So I came up with a proof for the following problem:
Let $A$ and $B$ be connected subspaces of a topological space $(X,\tau)$. If $A\cap B \neq \emptyset$, prove that the subspace $A\cup B$ is connected.
And I was hopping that someone could validate my proof, and maybe,if I'm correct, point some things that I could improve with my proof.
My proof:
Let $U,F \in \tau_{A\cup B}$ such that $U\cap F = \emptyset$.

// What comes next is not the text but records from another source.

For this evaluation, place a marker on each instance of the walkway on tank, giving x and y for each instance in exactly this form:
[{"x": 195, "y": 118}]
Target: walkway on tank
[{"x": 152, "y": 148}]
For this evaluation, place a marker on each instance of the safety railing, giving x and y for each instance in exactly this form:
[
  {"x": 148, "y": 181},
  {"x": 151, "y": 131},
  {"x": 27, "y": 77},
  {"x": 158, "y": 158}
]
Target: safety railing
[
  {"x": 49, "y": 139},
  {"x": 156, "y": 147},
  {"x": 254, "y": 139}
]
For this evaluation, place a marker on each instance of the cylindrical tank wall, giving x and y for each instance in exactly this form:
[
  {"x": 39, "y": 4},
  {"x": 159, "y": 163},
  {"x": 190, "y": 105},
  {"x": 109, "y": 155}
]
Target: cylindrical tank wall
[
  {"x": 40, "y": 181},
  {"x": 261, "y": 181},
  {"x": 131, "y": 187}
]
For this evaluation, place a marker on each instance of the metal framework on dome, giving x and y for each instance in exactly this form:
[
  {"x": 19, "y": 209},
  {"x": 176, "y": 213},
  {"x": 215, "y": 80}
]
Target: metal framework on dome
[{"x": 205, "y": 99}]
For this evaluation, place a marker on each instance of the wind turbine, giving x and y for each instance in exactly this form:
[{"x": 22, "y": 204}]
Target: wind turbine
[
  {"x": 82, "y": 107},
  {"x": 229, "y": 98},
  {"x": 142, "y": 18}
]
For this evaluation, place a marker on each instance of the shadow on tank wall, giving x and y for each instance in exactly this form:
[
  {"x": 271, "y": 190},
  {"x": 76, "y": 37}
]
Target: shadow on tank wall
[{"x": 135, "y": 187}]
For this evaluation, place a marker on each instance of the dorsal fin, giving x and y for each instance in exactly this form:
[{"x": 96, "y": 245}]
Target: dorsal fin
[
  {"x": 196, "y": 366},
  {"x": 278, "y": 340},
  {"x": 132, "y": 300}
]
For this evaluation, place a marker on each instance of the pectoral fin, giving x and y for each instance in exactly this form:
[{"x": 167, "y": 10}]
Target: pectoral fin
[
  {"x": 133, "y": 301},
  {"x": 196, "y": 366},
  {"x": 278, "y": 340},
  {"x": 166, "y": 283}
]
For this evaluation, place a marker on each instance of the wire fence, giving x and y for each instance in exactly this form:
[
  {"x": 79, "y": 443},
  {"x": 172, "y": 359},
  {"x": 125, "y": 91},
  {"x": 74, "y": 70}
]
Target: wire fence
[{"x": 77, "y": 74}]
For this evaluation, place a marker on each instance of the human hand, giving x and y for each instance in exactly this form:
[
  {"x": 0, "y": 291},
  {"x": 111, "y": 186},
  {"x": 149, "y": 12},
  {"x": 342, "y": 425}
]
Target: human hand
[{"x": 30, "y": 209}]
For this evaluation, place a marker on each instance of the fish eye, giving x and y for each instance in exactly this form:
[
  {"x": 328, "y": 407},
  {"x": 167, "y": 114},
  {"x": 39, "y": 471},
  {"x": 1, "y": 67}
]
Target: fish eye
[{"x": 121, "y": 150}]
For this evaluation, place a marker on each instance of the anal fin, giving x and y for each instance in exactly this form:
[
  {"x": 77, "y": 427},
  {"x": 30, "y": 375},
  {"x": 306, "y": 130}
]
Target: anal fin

Because $U,F \in \tau_{A \cup B}$, then $\exists U',F' \in \tau: U = U'\cap(A\cup B)$ and $F = F'\cap(A\cup B)$. We can use this expressions for $U \cup F$ and show that it cannot be equal to $A \cup B$, concluding that $A \cup B$ is connected.
So we have that:
$$\begin{align}
&U \cup F =(U'\cap(A\cup B))\cup(F'\cap(A\cup B))=
\\
\\
&=[\underbrace{(U' \cap A)}_{U_A} \cup\underbrace{(F' \cap A)}_{F_A}]\cup[\underbrace{(U' \cap B)}_{U_B} \cup\underbrace{(F' \cap B)}_{F_B}]=
\\
\\
&=(U_A \cup F_A) \cup (U_B \cup F_B)
\end{align}$$
We have that $U_A,F_A \in \tau_A$. Because $U \cap F = \emptyset$, then it's trivial that $U_A \cap F_A = \emptyset$. So, because $(A,\tau_A)$ is a connected space we have that $U_A \cup F_A \neq A$. In the same way we conclude that $U_B \cup F_B \neq B$.
So we end up with:
$$\underbrace{(U_A \cup F_A)}_{\neq A} \cup \underbrace{(U_B \cup F_B)}_{\neq B} \neq A \cup B$$.
This concluding that $\nexists U,F \in \tau_{A \cup B}: U \cap F = \emptyset \wedge U \cup F = A \cup B$, thus the subspace $A \cup B$ is connected.
Best Answer
The proof is excessively complicated.
Prove that A is connected iff for all continuous f:A -> {0,1}, f is constant valued function.
With that easy to prove theorem, the proposition you're wanting to prove is simple.